Sensitive detection of microRNAs using hemin/G-quadruplex concatamers as trace labels and RNA endonuclease-aided target recycling for amplification

In this work, a novel electrochemical biosensor based on endonuclease-aided target recycling and hybridization chain reaction (HCR) was constructed for the sensitive detection of microRNAs (miRNAs). To construct the biosensor, the hairpin-like capture probe (CP) which contained the complementary RNA sequence of target miRNA was immobilized on gold nanoparticles (nano-Au) modified electrode through AuS bond for the following hybridization.

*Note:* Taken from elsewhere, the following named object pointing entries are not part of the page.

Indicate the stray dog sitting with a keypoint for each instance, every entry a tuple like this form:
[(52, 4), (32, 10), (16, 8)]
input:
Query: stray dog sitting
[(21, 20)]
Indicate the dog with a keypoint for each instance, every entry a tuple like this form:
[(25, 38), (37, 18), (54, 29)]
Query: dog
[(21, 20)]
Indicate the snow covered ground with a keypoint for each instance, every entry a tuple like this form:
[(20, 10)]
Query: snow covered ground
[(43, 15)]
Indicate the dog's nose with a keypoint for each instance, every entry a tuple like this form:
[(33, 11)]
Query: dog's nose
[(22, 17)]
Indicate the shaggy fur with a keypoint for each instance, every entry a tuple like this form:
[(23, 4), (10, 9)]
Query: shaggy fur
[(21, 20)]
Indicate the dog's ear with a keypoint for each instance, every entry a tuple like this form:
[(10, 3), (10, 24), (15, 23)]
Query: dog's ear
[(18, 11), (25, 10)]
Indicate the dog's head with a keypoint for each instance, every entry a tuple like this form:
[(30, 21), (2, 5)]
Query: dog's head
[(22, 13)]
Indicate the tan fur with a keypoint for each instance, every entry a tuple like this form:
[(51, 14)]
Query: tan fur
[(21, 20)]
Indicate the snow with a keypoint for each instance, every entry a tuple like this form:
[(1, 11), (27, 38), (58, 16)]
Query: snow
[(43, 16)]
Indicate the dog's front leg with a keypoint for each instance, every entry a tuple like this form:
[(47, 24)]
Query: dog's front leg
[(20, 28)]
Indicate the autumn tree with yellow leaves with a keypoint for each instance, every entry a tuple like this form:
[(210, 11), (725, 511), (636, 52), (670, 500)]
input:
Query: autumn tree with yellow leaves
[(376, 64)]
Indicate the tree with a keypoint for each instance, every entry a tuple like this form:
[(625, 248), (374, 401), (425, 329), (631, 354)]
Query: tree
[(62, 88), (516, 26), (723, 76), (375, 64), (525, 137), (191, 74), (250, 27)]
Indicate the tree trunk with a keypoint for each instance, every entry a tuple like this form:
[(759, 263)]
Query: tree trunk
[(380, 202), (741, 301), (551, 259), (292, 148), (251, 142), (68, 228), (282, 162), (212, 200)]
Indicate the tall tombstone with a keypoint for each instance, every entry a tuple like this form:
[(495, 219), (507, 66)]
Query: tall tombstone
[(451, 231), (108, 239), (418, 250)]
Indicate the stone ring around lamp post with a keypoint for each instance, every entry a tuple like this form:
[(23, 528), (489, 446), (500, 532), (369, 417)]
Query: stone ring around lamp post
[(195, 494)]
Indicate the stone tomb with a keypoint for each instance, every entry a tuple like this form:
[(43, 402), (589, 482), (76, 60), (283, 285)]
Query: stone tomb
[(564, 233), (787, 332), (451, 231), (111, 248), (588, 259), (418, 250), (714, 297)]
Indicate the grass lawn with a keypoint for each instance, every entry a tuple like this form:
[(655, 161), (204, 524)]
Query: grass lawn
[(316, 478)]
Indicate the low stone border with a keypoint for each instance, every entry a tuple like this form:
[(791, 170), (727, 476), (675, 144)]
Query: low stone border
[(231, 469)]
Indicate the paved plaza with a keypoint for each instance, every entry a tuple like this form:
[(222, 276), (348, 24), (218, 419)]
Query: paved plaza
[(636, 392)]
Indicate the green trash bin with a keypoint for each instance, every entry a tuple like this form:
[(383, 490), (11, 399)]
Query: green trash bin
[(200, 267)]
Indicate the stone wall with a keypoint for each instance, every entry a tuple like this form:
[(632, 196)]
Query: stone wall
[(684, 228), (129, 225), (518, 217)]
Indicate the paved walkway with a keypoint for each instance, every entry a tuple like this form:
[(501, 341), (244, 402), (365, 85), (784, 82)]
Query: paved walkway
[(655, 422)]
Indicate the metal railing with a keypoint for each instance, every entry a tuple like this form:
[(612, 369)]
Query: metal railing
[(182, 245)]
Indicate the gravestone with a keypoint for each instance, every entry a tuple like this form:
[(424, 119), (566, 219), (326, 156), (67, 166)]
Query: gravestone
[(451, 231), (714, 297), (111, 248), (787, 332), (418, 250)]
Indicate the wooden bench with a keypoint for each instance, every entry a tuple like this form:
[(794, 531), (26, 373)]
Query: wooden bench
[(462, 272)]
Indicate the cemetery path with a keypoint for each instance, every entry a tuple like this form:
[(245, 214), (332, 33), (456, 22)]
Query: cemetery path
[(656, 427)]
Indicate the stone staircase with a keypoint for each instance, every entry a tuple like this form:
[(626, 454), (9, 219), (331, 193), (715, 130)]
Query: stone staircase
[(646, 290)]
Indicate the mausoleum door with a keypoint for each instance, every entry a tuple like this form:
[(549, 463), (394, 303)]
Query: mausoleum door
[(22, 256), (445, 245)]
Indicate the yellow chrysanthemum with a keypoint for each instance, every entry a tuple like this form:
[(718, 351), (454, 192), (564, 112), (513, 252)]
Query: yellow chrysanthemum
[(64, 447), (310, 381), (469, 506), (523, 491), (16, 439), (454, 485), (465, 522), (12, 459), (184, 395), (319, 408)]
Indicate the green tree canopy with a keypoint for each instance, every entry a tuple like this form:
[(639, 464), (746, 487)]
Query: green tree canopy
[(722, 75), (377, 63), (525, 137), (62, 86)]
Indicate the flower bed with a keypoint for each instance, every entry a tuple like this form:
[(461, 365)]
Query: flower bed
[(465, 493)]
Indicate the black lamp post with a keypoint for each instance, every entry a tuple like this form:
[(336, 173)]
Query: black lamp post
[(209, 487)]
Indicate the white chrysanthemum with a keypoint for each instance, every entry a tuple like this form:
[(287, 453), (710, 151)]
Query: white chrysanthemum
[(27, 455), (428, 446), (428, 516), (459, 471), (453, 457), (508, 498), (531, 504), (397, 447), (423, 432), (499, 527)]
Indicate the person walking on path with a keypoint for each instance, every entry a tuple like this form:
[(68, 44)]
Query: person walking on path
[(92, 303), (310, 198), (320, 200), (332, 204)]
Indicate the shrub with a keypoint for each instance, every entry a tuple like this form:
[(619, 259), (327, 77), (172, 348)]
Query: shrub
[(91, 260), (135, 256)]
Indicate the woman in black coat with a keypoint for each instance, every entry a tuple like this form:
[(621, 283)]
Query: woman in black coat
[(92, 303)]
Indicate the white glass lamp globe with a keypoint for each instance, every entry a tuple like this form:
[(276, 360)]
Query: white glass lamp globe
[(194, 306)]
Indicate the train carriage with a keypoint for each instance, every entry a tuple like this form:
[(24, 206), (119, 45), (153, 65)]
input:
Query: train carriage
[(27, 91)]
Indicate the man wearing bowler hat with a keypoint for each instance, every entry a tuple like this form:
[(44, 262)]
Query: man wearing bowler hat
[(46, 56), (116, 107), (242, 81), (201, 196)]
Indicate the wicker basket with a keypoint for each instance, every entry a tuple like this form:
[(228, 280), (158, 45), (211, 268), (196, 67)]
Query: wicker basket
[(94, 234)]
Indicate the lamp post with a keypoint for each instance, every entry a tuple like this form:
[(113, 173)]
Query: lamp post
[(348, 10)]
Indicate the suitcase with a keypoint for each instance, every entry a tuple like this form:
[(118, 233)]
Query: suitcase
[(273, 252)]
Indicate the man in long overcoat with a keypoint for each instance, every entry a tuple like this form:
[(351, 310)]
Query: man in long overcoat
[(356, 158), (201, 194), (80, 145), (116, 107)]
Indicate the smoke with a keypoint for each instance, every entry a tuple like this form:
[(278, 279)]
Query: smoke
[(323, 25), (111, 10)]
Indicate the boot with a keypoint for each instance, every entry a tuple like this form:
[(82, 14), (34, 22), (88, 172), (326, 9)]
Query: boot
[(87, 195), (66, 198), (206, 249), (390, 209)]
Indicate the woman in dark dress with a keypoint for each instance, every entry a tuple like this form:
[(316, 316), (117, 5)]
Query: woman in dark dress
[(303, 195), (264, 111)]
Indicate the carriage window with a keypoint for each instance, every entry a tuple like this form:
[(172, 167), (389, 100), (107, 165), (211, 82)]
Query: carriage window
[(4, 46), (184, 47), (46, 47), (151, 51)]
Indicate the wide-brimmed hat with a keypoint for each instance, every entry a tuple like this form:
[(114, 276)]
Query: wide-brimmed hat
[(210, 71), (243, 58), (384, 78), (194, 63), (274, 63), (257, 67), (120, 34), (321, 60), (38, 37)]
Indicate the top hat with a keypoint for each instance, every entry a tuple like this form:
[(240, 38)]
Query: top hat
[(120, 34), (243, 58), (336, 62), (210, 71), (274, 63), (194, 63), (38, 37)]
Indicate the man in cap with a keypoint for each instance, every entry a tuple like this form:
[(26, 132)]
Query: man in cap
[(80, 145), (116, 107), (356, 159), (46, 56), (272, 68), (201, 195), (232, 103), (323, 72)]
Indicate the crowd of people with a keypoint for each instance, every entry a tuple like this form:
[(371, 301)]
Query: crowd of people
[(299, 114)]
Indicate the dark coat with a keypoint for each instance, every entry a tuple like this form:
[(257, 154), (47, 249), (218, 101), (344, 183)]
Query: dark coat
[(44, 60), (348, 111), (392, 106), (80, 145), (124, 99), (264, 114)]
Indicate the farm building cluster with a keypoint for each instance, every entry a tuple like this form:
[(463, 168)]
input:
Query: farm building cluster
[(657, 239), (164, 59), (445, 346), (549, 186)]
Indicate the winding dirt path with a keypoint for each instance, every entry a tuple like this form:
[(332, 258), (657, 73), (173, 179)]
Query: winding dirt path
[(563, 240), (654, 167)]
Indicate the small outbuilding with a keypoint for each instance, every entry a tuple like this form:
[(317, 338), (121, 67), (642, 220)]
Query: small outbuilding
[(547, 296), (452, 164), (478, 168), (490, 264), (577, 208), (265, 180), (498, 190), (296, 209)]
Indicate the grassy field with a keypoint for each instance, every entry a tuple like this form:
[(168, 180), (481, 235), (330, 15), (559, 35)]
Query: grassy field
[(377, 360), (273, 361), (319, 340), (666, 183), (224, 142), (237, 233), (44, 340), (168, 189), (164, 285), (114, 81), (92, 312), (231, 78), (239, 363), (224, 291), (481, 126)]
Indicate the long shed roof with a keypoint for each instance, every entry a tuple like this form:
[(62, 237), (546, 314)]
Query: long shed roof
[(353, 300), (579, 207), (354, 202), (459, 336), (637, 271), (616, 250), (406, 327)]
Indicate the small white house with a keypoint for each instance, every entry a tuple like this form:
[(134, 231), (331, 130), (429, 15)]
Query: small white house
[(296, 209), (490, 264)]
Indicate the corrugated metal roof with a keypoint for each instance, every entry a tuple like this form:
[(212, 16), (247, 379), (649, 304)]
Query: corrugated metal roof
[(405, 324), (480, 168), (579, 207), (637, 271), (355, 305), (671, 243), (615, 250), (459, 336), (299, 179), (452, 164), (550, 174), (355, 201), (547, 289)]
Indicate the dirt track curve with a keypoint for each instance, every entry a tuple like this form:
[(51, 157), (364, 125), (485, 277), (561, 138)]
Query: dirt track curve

In the presence of target miRNA, a linear RNA-RNA hybrid duplex was formed instead of the hairpin structure, and ribonuclease A (RNase A) selectively cuts the RNA fragment of CP in hybrid duplex, leaving the miRNA strand intact for analyte recycling. Subsequently, the cleaved single-strand fragment on electrode surface could initiate HCR, which resulted in the hybridization reaction to form double-strand DNA concatamers on the electrode surface. Consequently, hemin could stack into the G-quadruplex-forming region and the hemin/G-quadruplex can be formed to give an amplified electrochemical signal by differential pulse voltammetry (DPV). Using microRNA-101 as a model, the resulting biosensor presented high sensitivity and a broad linear response from 1.0 × 10−13 to 1.0 × 10−8 M with the detection limit of 1.0 × 10−13 M under optimal assay conditions.